This Python program cleans your inbox for you, by learning the criteria you use to decide whether an unread email should be deleted or not (in fact sometimes you're interested in reading or keeping some of them). It uses a SGDClassifier from scikit-learn to do that.
Read my blog post to know the story behind and to learn more details about the machine learning part.
To run this program you will need to install all the required dependencies. You can easily do that with the following command:
sudo pip install -r requirements.txt
You'll also need this library from @charlierguo (which is used to interface with the Gmail account).
Please note that this Python script will only run with Python 2 (because of that last library), so if your system default version is Python 3 you'll need to replace pip
with pip2
and run the script with the python2
command.
- The code is a mess (it was written in about 7/8 hours)
- Some parts are running very slow (like email deletion: spawning multiple threads could be a way to go)
- It uses JSON files for >60MB databases (still I had no problems so far)
- Not a lot of error checking
- Sometimes emails are not cached correctly and it ends up fetching them again for no reason, which slows things down even more (this will require a bit of debugging)
- Saves your login details (password included) in plain text
- Tested only on Linux
- Only works with Gmail accounts
- Sometimes weird things happen (not very often, but keep in mind that I've only tested the program with my email account and with the kind of emails my inbox was bloated with)

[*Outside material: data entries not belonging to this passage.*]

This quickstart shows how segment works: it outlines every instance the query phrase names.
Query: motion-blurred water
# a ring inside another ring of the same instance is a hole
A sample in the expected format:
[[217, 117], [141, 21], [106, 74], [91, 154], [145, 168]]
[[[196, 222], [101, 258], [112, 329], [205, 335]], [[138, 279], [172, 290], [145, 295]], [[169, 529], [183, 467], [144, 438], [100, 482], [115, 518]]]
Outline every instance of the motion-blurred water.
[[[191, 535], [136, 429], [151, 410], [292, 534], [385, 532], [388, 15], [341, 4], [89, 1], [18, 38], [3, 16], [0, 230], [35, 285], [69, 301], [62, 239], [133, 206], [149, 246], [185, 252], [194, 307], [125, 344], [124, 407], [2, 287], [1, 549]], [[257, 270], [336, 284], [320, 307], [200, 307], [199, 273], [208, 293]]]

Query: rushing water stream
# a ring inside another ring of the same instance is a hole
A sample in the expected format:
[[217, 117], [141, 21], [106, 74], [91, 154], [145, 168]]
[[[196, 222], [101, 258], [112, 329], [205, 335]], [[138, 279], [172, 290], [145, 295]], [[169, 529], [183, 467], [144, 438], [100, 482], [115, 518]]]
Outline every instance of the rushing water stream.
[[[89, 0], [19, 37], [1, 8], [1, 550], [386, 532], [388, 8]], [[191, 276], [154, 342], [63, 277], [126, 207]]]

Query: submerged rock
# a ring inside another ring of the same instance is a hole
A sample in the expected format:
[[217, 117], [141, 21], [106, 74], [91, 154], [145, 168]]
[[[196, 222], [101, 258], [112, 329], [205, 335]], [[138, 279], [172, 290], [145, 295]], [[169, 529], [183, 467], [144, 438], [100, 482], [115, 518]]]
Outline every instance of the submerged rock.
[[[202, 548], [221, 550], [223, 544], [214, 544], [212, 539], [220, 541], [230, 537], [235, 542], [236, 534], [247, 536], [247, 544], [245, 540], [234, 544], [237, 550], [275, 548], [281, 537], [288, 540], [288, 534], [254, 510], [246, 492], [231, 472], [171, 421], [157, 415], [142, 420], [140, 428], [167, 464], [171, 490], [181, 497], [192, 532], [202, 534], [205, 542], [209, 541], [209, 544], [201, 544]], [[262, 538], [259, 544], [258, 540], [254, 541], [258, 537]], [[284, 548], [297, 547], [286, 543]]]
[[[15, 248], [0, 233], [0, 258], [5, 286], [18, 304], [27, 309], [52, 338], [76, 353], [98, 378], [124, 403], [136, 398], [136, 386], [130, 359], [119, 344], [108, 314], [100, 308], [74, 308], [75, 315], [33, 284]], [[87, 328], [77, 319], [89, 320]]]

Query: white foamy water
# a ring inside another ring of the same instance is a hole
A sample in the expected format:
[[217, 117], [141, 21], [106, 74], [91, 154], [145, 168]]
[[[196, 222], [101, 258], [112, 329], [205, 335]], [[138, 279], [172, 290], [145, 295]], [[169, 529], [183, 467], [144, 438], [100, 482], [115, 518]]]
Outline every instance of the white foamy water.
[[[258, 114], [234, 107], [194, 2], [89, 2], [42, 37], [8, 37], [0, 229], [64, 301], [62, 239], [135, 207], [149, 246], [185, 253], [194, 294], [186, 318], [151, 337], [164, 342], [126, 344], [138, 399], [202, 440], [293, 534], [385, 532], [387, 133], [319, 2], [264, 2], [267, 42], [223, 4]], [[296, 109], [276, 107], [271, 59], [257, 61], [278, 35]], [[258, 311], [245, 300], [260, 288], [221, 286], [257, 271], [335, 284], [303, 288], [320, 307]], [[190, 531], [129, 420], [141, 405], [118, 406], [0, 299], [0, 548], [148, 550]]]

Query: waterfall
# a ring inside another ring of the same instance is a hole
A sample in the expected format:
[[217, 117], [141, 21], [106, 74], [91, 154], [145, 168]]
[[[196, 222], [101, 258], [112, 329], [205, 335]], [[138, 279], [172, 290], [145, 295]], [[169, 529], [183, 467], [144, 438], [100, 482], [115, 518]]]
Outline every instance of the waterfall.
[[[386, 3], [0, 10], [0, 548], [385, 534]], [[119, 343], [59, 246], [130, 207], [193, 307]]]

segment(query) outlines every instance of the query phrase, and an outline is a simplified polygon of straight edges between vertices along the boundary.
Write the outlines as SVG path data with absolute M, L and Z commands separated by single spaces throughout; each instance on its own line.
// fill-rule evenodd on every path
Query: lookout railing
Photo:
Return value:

- You may need to adjust some thresholds (like the "uncertainty threshold" or the "training vs. testing dataset split ratio")
- Cleans your inbox
- It does that based on the criteria you taught it to use
- You can clean thousands of unread emails just by teaching it a few hundreds samples
- Puts emails it's uncertain about in a separate folder on your Gmail account
- It's machine learning powered
- It is quite accurate, it really surprised me
- Training is fast
- You can absolutely do a "safe" run before doing a real one, so you can preview how the classifier is taking its decisions
- Remember to train and test the classifier before doing any safe/real run
- Even if this is just an experiment, feedback is appreciated
- Pull requests are welcome
I take no responsibility if you lose important emails. This software is provided as it is, without any warranty. It's not a final product or an idiot-proof program by any means: it's more of an experiment I created for fun. Use at your own risk.
Although it works only on unread emails (which, because of the fact they're actually unread, probably means you don't care a lot about them), it has the ability to trash your personal emails based on its own decisions. You have been warned.